I'm currently attempting to parse some HTML in Java using RegEx. On smaller test samples of the live code it works, but when trying it against the live code the regex engine breaks the stack.
Here is the code and the RegEx I'm using.
/**
* RegEx Explanation:
* "(?i)" - Turn on case insensitive mode
* "<BR><BR><B>.+?</B><BR>" - Match the format for a group name
* "(?-i)" - Turn off case insensitive mode
* "(.|\\r|\\n)" - Match all the text following the group name incl. newlines
* "(?=((?i)<BR><BR><B>.+?</B><BR>(?-i))" - and lookahead for the start of a new group, make the match lazy and use case-insensitive mode
* "+?)" - Make the lookahead lazy, close out the capture group.
*/
Pattern filterPattern =
Pattern.compile("(?i)(<BR><BR><B>.+?</B><BR>)(?-i)(.|\\r|\\n)+?(?=((?i)<BR><BR><B>.+?</B><BR>(?-i))+?)");
Matcher match = filterPattern.matcher(content);
ArrayList<String> groups = new ArrayList<String>();
// Retrieve the matches found by the RegEx
while(match.find()) {
if(match.groupCount() > -1) {
groups.add(match.group(0));
}
}
The live html is a board list (http://menu.2ch.net/bbsmenu.html), but the general format is:
<br><br><b>Group name</b><br>
<a href="board url">Name of the board</a><br>
This is repeated a number of times with varying number of links.

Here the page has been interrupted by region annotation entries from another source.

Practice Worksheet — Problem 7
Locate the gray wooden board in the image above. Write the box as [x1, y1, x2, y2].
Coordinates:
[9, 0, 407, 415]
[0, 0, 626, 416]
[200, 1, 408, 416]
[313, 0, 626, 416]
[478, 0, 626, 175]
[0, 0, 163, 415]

I avoided using a regular HTML parser like JSoup simply because the format was consistent and easier to target with RegEx in a first pass to extract the sections.
The stack overflow occurs when I call group(). Other questions stated that this is due to the group() call in Java having no bounds on recursion depth so it'll run till it hits the stack limit. I'm not very good at RegEx, which may be why I'm missing a potentially easier expression. I suspect the recursion problem is occurring at the alternation (.|\r|\n), but it could be just as easily occurring due to too many groups. I don't know.
Is there a better expression to avoid the catastrophic recurssion?